With the NDP leadership election rapidly approaching, the student group is also seeking to lift the youth voter turnout.
“Youth participation needs to be improved,” said Patrick Quinn, NDP Concordia’s vice-president of external affairs. “We have the power to make decisions in our democracy. We should be using it as a tool to promote a Canada that we want.”
According to Elections Canada, voter participation for Canadians aged 18 to 24 surged from 38.8 per cent in 2011 to 57.1 per cent in 2015. Despite the large increase, the 18 to 24 age group has the lowest voter turnout of all the nation’s demographics.
“There is a disconnect,” Quinn said. “[It is] caused primarily because parties tend to focus less on youth issues.”
This year’s NDP leadership race has featured one youth-centred debate. However, it took place significantly early in the race, in March, long before candidate Jagmeet Singh had entered. While NDP Concordia believed the youth debate was beneficial, they mentioned that bad timing could contribute to young voters not feeling like valid members of the electorate.
However, in terms of engaging youth in politics and focusing on issues that matter to students, one leadership candidate stands out from the rest. Niki Ashton, the Churchill—Keewatinook Aski MP, prides herself on being a millennial. Much of her campaign has been focused on youth and student issues, such as providing free postsecondary education.
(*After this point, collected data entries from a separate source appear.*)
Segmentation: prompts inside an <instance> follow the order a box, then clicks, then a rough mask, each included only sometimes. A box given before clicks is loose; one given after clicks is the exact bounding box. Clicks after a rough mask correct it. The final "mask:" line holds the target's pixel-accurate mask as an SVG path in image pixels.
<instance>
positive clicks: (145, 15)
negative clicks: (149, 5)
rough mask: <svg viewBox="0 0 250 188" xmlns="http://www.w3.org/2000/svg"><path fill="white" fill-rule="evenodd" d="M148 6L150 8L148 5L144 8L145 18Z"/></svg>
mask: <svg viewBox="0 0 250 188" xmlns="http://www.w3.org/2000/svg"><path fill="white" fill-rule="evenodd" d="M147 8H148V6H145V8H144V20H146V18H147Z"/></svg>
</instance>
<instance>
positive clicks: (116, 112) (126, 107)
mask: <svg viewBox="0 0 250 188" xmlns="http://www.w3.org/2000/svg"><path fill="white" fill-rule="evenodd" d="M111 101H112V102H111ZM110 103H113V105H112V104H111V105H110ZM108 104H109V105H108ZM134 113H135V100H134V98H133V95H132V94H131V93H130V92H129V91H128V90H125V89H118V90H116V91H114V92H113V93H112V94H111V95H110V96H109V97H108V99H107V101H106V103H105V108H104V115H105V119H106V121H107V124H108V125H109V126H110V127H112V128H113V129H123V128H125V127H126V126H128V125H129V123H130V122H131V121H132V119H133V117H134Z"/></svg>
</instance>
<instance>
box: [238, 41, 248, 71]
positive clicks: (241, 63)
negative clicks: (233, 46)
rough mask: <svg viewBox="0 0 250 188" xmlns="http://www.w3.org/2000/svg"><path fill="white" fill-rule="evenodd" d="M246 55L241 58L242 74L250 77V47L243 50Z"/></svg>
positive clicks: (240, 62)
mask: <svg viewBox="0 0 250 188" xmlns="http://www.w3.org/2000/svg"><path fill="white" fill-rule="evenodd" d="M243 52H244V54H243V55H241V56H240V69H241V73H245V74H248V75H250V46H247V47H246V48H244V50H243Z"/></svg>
“Inequality has different faces in our country, but one face [is the] intergenerational inequality and, particularly, the kind of marginalization the millennials are facing,” Ashton told The Concordian. “If we tackle some of these key areas […] we would be making a huge difference in terms of bringing up the standard of living of young people.”
Ashton has also put forward the idea of creating a national student advocate position to work with LGBTQ+ youth in particular. She told The Concordian she recognizes “so many young LGBTQ+ folks are disproportionately affected by mental illness and suicide” and that “it’s a national issue” requiring proper leadership.
While NDP Concordia will not collectively endorse a single candidate, Quinn expressed that Ashton’s impression on Canadian youth is undeniable. However, he also pointed out that he believes leadership candidate Guy Caron’s policies would be more beneficial to students and easier to implement than Ashton’s proposed elimination of post-secondary education fees.